Son visage s’est assombri. « Je l’ai su dès que je l’ai vue. »
Elle acquiesça. « Je n'aurais jamais pu la jeter. »
Il a alors regardé vers la porte, puis vers moi. Il m’a ensuite expliqué qu’il venait de revenir s’installer en ville après avoir perdu sa femme, avec qui il avait partagé trente ans de vie commune.
Ils n’avaient jamais eu d’enfants, et il se sentait nostalgique, désireux de passer le reste de sa vie dans le premier endroit qu’il avait jamais considéré comme son foyer et où il était tombé amoureux.
Il était arrivé la veille et découvrait la ville de nuit lorsqu’il a remarqué que le bal de promo avait lieu à l’hôtel.
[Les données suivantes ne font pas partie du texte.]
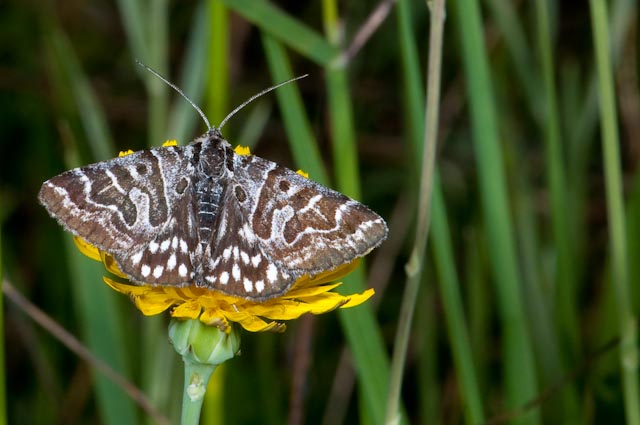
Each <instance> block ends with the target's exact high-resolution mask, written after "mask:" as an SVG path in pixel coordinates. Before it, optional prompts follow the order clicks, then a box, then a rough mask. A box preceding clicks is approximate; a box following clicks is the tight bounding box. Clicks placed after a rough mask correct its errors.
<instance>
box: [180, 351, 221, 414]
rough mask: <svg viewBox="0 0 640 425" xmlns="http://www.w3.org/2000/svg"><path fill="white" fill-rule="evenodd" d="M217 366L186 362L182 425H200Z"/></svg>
mask: <svg viewBox="0 0 640 425" xmlns="http://www.w3.org/2000/svg"><path fill="white" fill-rule="evenodd" d="M214 370H216V366H214V365H211V364H204V363H198V362H193V361H190V360H185V361H184V391H183V393H182V419H181V422H180V423H181V424H182V425H198V424H199V423H200V411H201V410H202V402H203V401H204V395H205V390H206V388H207V384H208V383H209V379H210V378H211V374H212V373H213V371H214Z"/></svg>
Il m'a dit qu'il s'était retrouvé à entrer alors que les souvenirs de ses danses avec ma grand-mère lui revenaient en mémoire.
Il s'apprêtait à partir lorsqu'il m'a aperçue et a reconnu la robe.
Au début, il a cru qu'il hallucinait, mais il a ensuite réalisé que j'étais réelle.
« Ta petite-fille te ressemblait comme deux gouttes d’eau », dit-il. « Pendant une seconde, j’ai cru que le temps avait accompli l’impossible. »
Je suis entrée dans la pièce car, à ce moment-là, faire semblant de ne pas écouter me semblait ridicule.
Grand-mère m'a pris la main et l'a serrée faiblement. « Tu me l'as ramené. »
Je pleurais trop fort pour répondre correctement.
Griffin est resté trois heures.
Il a raconté des histoires : comment il lançait des cailloux en cachette contre sa fenêtre, le restaurant où ils partageaient des milkshakes, la bague en argent qu’il avait achetée avec l’argent gagné en tondant des pelouses et qu’il n’avait jamais pu lui offrir.
Grand-mère se souvenait de tout. De chaque endroit. De chaque chanson. De chaque promesse.